Another way to master positive thinking is to constantly surround yourself with upbeat people who you will eventually attract with your new attitude. These folks inspire a sunnier kind of thinking; depressive-type vampires will only suck the life out of you with their complaints and gloomy commentary. So lighten up a little and try to find the humor in things and with other people. Laughter is a highly effective antidote to anxiety. Watching a funny movie before you go to sleep or spending time with someone who makes you laugh is a sure path toward optimism.
As the NY Times tells it, completely ignore the ‘you will fail at this!’ kind of self-talk and dwell on the positive aspects of a situation you have to confront. For instance, if you have a presentation at work you haven’t fully prepared for, just think to yourself that you are going to do excellent and chances are it will become a self-fulfilling prophecy. The saying goes that where pessimists see problems, optimists find opportunities.

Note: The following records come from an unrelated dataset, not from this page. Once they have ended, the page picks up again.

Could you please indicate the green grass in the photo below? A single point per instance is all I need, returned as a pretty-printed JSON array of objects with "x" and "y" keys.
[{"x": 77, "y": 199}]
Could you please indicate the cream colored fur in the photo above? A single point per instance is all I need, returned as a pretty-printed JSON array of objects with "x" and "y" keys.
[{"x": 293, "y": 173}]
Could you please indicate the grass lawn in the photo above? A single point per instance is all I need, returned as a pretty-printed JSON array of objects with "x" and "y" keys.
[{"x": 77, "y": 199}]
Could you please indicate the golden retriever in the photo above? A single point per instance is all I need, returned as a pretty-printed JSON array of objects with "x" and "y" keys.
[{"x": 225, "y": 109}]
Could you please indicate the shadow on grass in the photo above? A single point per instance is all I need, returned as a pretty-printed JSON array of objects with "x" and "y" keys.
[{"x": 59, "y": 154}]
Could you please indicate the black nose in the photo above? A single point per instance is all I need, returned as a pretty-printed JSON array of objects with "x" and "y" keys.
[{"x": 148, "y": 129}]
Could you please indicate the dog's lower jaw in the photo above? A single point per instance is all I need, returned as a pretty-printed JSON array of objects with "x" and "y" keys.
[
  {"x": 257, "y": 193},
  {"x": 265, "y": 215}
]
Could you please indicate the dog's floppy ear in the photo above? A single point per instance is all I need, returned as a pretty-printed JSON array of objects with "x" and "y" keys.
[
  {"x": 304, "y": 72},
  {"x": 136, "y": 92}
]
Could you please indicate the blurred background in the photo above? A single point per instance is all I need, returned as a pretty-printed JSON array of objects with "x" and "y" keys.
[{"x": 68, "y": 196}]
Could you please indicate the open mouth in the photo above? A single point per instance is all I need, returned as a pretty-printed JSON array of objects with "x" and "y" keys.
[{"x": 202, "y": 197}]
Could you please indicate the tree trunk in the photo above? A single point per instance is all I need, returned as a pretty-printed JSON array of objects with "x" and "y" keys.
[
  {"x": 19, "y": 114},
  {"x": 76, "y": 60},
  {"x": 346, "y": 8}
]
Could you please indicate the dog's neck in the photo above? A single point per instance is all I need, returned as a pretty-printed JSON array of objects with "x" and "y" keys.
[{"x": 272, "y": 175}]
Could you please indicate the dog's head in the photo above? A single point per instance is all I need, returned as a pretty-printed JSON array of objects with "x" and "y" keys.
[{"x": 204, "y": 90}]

The key to being an optimist is being a good friend to yourself, the kind that pats you on the back and gives you a pep talk when you feel down. Regardless of the nature of your work, identify some aspect of it that is personally fulfilling. If your job is cleaning windows, for instance, stand back and admire how crystal clean they look when you´re finished. Start your day with an intention, a goal to do something out of your comfort zone, like inviting someone you like out for a drink or sending out your resume to three potential employers. Ending your day on an upbeat note is also key, so be sure to reflect on a few positive things that happened that day and then get ready to conquer tomorrow, with a smile.